The trial was supported by grants and contracts with G.D. Searle & Co, of Skokie, Ill, and Pharmacia, of Peapack, NJ.
The incomplete results of the trial indicate that the calcium channel blocker verapamil was not superior to the diuretic or β-blocker in reducing cardiovascular events in patients with hypertension. The study, conducted by Henry R. Black, MD, of Rush-Presbyterian–St Luke’s Medical Center in Chicago and colleagues at 661 centers in 15 countries, involved 16 602 patients diagnosed with high blood pressure and at least 1 more risk factor for cardiovascular disease. In the trial, 8179 subjects received 180 mg of verapamil, and 8297 received either 50 mg of atenolol or 12.5 mg of hydrochlorothiazide.
The authors wrote, “Systolic and diastolic blood pressure were reduced by 13.6 mm Hg and 7.8 mm Hg for participants assigned to the COER verapamil group and by 13.5 and 7.1 mm Hg for participants assigned to the atenolol or hydrochlorothiazide group. There were 364 primary cardiovascular disease–related events that occurred in the COER verapamil group versus 365 in atenolol or hydrochlorothiazide group. The treatment regimens showed some minor and statistically nonsignificant differences in the incidence of each component of the primary end point.”
The researchers found that although verapamil reduced the incidence of acute heart attack by about 18%, subjects in that group had a 15% increased incidence of stroke.
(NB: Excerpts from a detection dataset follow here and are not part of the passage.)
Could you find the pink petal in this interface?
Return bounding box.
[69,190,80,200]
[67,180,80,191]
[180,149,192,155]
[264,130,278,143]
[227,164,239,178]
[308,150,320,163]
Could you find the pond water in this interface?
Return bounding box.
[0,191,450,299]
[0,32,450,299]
The authors wrote: “In summary, CONVINCE was unable to demonstrate equivalence of a COER verapamil–based antihypertensive regimen and a regimen beginning with a diuretic or β-blocker.” Considering this along with other studies, including the larger ALLHAT, which found that the calcium channel blocker amlodipine was not superior to the diuretic chlorthalidone in reducing the rate of coronary heart disease or stroke and was associated with a higher rate of heart failure, the authors concluded that CONVINCE showed the calcium channel blocker is no better than the diuretic. They believe these data, combined with other completed studies, support the recommendation of the Sixth Report of the Joint National Committee on Prevention, Detection, Evaluation, and Treatment of High Blood Pressure for low-dose diuretic (or possibly β-blocker) therapy for hypertensive patients for whom there are no indications that another antihypertensive agent should be used.